La elección presidencial chilena de 2025 marcó un punto de inflexión político que trasciende las fronteras del país. El triunfo de José Antonio Kast no solo significó el regreso de la derecha al poder, sino también la validación democrática de una demanda social clara: recuperar el control del Estado y restablecer el orden. En un contexto de fatiga social, criminalidad persistente y frustración con la política tradicional, el electorado optó por una conducción firme, priorizando resultados concretos por encima de disputas ideológicas abstractas.
El resultado chileno se inscribe en una tendencia regional que consolida liderazgos con capacidad de decisión frente a escenarios de descomposición institucional. América Latina atraviesa una etapa donde la ciudadanía exige gobiernos que ejerzan autoridad y respondan a problemas reales, especialmente en materia de seguridad. El caso chileno, históricamente asociado a estabilidad y gradualismo, confirma que incluso las democracias más sólidas requieren liderazgos claros cuando el orden se ve amenazado.
La victoria de Kast dialoga de manera directa con la reelección de Nayib Bukele en El Salvador, el caso más exitoso de recuperación de seguridad en la región en las últimas décadas. Ambos liderazgos comparten un diagnóstico preciso: sin control territorial ni autoridad estatal, no hay derechos que puedan ejercerse plenamente. En Chile, la agenda se centró en la delincuencia urbana, la migración irregular y la necesidad de un Estado con capacidad de coerción legítima. En El Salvador, Bukele avanzó con una estrategia contundente que logró reducir drásticamente los niveles de violencia.
Lejos de tratarse de autoritarismos improvisados, estos procesos reflejan mandatos populares explícitos. Kast logró articular una mayoría transversal que incluyó votantes moderados y sectores históricamente alejados de la derecha, unidos por la urgencia del orden. Bukele, por su parte, consolidó una legitimidad electoral abrumadora basada en resultados tangibles, transformando la seguridad en un activo político central y devolviendo al Estado el monopolio efectivo de la fuerza.

En el caso chileno, el liderazgo de Kast se inserta en un sistema de contrapesos que garantiza estabilidad institucional. Lejos de debilitar la democracia, su agenda de seguridad apunta a fortalecer la gobernabilidad, recuperar espacios públicos y restituir la confianza ciudadana en las instituciones. El desafío no es moderar el mandato recibido, sino ejecutarlo con eficacia dentro del marco legal vigente.

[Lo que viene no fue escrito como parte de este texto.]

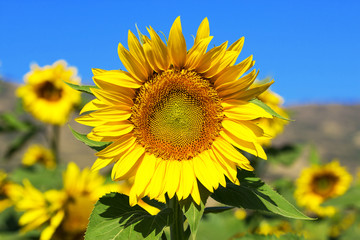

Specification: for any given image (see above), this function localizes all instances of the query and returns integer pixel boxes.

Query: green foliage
[69,125,111,151]
[211,170,311,220]
[65,82,98,95]
[85,193,173,240]
[184,201,205,240]
[249,98,290,121]
[204,206,234,214]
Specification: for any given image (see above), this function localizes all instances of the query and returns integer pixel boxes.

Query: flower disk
[130,70,223,160]
[16,60,81,125]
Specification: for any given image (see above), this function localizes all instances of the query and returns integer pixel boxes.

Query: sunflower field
[0,17,360,240]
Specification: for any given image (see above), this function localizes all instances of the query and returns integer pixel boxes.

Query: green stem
[50,125,60,164]
[166,195,185,240]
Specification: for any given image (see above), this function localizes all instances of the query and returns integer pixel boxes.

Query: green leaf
[183,201,205,240]
[65,82,98,95]
[9,164,65,191]
[211,170,312,220]
[266,144,304,166]
[249,98,291,121]
[0,113,31,131]
[322,185,360,208]
[69,125,111,152]
[85,193,173,240]
[204,206,234,214]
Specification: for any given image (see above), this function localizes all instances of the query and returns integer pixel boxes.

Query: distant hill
[0,81,360,174]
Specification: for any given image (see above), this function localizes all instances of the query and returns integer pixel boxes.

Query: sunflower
[294,161,352,216]
[22,144,56,168]
[10,163,121,240]
[16,60,81,125]
[77,17,272,205]
[253,82,289,146]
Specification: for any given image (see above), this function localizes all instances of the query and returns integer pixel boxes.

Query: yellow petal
[145,160,167,199]
[118,43,149,83]
[168,17,187,68]
[93,77,135,99]
[228,37,245,65]
[75,114,105,127]
[185,37,213,70]
[128,30,153,76]
[91,68,106,75]
[179,160,197,199]
[148,27,170,71]
[218,69,259,97]
[88,105,131,122]
[111,144,145,181]
[131,153,156,197]
[228,81,274,101]
[220,129,267,160]
[192,154,216,192]
[143,38,161,73]
[211,146,237,182]
[92,120,134,137]
[91,158,114,171]
[221,118,264,142]
[91,88,134,107]
[204,51,239,78]
[213,137,249,165]
[196,41,227,73]
[213,55,253,87]
[221,100,272,120]
[194,18,210,45]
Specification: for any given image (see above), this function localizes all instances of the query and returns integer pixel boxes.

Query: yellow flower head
[254,220,293,237]
[12,163,120,240]
[77,17,272,205]
[253,80,289,146]
[16,60,81,125]
[294,161,352,216]
[22,144,56,168]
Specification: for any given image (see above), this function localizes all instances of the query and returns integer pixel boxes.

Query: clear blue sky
[0,0,360,105]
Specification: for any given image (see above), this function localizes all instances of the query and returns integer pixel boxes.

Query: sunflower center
[311,173,339,198]
[131,70,223,160]
[36,81,63,102]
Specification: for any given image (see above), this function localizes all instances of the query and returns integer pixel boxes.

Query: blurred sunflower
[0,169,12,213]
[10,163,121,240]
[294,161,352,216]
[22,144,56,168]
[253,82,289,146]
[77,17,272,205]
[16,60,81,125]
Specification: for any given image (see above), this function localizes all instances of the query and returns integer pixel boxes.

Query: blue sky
[0,0,360,105]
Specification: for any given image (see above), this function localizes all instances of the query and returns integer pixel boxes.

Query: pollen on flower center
[36,81,63,102]
[131,70,223,160]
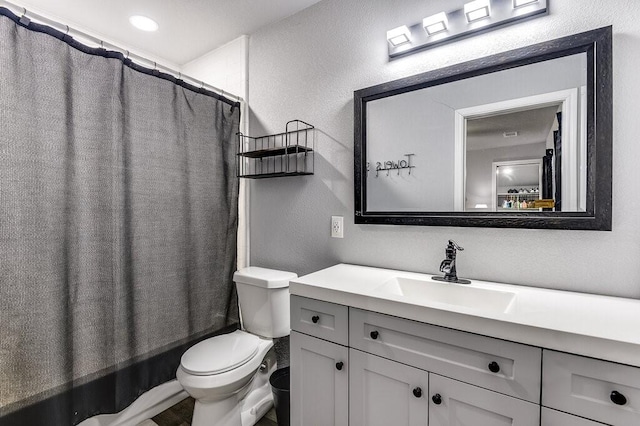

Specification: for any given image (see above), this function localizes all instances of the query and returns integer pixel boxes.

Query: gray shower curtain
[0,9,239,424]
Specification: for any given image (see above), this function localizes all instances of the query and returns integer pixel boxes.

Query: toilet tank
[233,266,298,338]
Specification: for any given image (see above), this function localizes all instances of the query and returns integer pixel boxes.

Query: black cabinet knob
[609,391,627,405]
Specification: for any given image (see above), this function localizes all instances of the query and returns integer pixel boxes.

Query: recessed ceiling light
[129,15,158,31]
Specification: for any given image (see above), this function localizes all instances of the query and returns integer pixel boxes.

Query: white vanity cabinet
[349,349,429,426]
[429,373,540,426]
[542,349,640,426]
[291,296,640,426]
[290,331,349,426]
[290,296,349,426]
[540,407,608,426]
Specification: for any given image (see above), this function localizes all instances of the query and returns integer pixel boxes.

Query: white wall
[182,36,249,98]
[181,36,250,268]
[249,0,640,298]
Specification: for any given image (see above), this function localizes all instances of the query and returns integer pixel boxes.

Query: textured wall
[249,0,640,298]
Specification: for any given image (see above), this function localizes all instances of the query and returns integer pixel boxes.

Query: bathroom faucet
[431,240,471,284]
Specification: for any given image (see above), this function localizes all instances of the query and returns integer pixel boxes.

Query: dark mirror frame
[354,26,613,231]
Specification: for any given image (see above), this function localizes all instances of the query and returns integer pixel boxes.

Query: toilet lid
[180,331,260,376]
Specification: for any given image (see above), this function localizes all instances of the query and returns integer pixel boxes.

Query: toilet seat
[180,330,260,376]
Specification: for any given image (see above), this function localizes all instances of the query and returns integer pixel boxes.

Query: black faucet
[431,240,471,284]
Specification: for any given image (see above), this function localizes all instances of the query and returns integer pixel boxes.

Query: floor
[138,398,278,426]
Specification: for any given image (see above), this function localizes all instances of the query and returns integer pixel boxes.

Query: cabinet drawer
[429,373,540,426]
[349,308,541,404]
[542,349,640,426]
[291,296,349,346]
[540,407,607,426]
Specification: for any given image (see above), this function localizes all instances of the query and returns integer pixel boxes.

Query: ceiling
[10,0,319,66]
[467,105,560,151]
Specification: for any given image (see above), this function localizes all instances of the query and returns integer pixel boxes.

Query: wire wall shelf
[236,120,316,179]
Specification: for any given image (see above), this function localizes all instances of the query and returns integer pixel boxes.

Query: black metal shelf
[238,145,313,158]
[236,120,316,179]
[238,172,313,179]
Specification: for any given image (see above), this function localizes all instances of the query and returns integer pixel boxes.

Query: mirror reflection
[366,53,587,212]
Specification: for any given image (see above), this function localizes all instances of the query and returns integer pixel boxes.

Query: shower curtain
[0,9,240,425]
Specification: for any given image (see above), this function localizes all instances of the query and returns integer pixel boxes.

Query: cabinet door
[429,373,540,426]
[542,349,640,426]
[349,349,429,426]
[290,331,349,426]
[540,407,607,426]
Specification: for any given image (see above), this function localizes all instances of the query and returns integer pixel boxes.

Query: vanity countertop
[289,264,640,367]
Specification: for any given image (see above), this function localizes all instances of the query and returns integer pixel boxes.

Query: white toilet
[176,266,297,426]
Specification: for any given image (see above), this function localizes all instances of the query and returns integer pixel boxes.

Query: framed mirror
[354,27,612,230]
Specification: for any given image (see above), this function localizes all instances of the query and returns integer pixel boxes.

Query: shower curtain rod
[0,0,244,102]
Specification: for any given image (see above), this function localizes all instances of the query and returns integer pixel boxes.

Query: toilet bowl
[176,267,297,426]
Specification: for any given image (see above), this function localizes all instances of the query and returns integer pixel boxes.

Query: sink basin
[374,277,515,313]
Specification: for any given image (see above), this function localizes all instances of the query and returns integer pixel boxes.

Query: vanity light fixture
[513,0,538,9]
[387,0,551,58]
[129,15,158,32]
[422,12,449,36]
[464,0,491,23]
[387,25,411,47]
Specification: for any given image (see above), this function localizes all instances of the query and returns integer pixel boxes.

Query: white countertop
[289,264,640,367]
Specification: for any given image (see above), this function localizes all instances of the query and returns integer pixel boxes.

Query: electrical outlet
[331,216,344,238]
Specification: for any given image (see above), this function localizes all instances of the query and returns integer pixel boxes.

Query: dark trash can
[269,367,290,426]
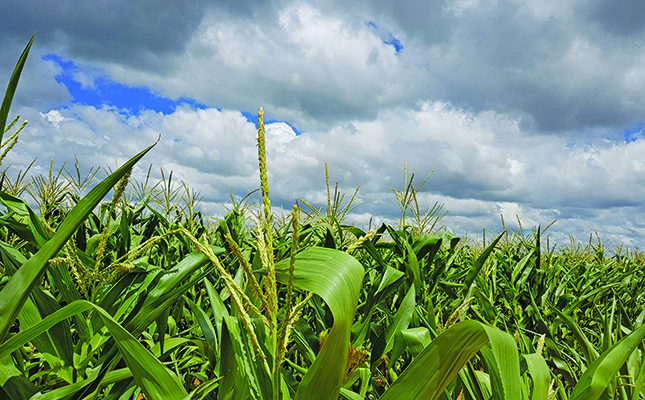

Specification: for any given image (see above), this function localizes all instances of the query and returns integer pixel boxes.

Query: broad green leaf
[0,32,36,142]
[522,353,551,400]
[390,327,432,364]
[570,325,645,400]
[381,320,522,400]
[0,355,37,399]
[551,307,598,364]
[0,300,187,399]
[371,284,416,364]
[0,140,154,343]
[224,316,273,400]
[276,247,364,400]
[184,296,219,353]
[462,232,506,297]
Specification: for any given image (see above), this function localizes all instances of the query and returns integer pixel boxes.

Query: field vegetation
[0,34,645,400]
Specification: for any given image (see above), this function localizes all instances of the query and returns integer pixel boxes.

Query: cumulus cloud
[0,0,645,245]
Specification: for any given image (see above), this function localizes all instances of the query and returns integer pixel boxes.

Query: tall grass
[0,33,645,400]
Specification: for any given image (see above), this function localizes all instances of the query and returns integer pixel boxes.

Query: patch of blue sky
[242,111,302,136]
[383,34,403,54]
[42,54,206,114]
[366,21,403,54]
[623,122,643,143]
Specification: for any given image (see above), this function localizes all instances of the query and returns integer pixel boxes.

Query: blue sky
[0,0,645,247]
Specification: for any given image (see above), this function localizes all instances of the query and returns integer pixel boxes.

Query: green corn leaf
[184,296,219,352]
[371,285,416,364]
[390,327,432,363]
[462,232,506,297]
[222,316,273,400]
[0,32,36,142]
[381,320,522,400]
[0,143,156,343]
[522,353,551,400]
[0,300,187,399]
[276,248,364,400]
[570,325,645,400]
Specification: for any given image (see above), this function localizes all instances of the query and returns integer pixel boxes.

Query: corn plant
[0,33,645,400]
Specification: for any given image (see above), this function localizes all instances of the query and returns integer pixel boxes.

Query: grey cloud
[580,0,645,35]
[0,0,206,70]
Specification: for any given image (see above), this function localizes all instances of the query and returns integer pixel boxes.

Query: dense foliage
[0,33,645,400]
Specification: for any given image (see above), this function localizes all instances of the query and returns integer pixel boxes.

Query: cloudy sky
[0,0,645,248]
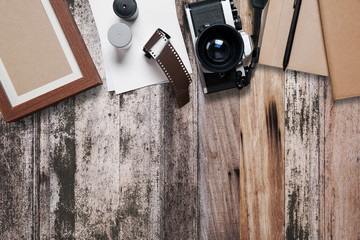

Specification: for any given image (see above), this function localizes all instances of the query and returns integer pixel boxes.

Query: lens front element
[206,39,230,63]
[196,24,244,72]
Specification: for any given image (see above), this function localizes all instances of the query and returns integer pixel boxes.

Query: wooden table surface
[0,0,360,240]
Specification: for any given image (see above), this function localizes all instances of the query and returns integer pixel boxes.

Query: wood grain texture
[0,116,38,239]
[323,82,360,239]
[0,0,360,240]
[285,71,326,239]
[197,0,240,239]
[240,66,285,239]
[239,1,285,239]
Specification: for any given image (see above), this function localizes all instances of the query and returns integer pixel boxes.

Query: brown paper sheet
[259,0,328,76]
[319,0,360,99]
[0,0,72,95]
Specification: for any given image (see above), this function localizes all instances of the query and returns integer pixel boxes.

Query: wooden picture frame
[0,0,102,122]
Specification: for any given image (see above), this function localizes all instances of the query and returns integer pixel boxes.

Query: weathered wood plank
[240,66,285,239]
[285,71,325,239]
[323,81,360,239]
[39,1,120,239]
[199,88,240,239]
[38,98,76,239]
[0,115,38,240]
[74,0,120,239]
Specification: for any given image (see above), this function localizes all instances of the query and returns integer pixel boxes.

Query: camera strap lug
[236,0,268,89]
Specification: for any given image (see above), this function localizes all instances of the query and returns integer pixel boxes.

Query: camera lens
[206,39,230,63]
[196,24,244,72]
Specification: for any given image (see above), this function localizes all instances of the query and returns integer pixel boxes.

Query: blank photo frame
[0,0,101,122]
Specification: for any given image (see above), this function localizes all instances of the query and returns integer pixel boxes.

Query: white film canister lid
[108,23,132,49]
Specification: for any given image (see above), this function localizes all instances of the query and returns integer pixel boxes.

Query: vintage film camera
[185,0,258,93]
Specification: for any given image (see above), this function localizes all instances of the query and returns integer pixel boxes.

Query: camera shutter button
[234,16,242,30]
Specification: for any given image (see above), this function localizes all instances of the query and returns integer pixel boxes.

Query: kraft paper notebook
[0,0,101,122]
[259,0,328,76]
[319,0,360,99]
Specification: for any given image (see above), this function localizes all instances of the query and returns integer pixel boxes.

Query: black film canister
[113,0,139,22]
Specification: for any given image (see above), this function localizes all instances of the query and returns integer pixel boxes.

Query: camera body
[185,0,254,94]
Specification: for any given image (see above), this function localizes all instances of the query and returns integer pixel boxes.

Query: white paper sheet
[90,0,192,94]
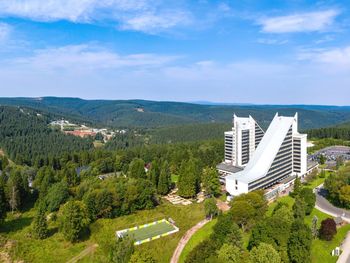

El Salvador muestra una experiencia distinta pero complementaria. La conducción de Bukele evidencia que, frente a situaciones de colapso, la firmeza estatal puede ser una condición previa para el funcionamiento democrático. La comparación entre ambos países sugiere una conclusión clara: sin orden no hay libertad posible. Kast y Bukele representan, cada uno en su contexto, una respuesta política coherente a sociedades que decidieron dejar atrás la inacción y respaldar liderazgos con capacidad real de decisión.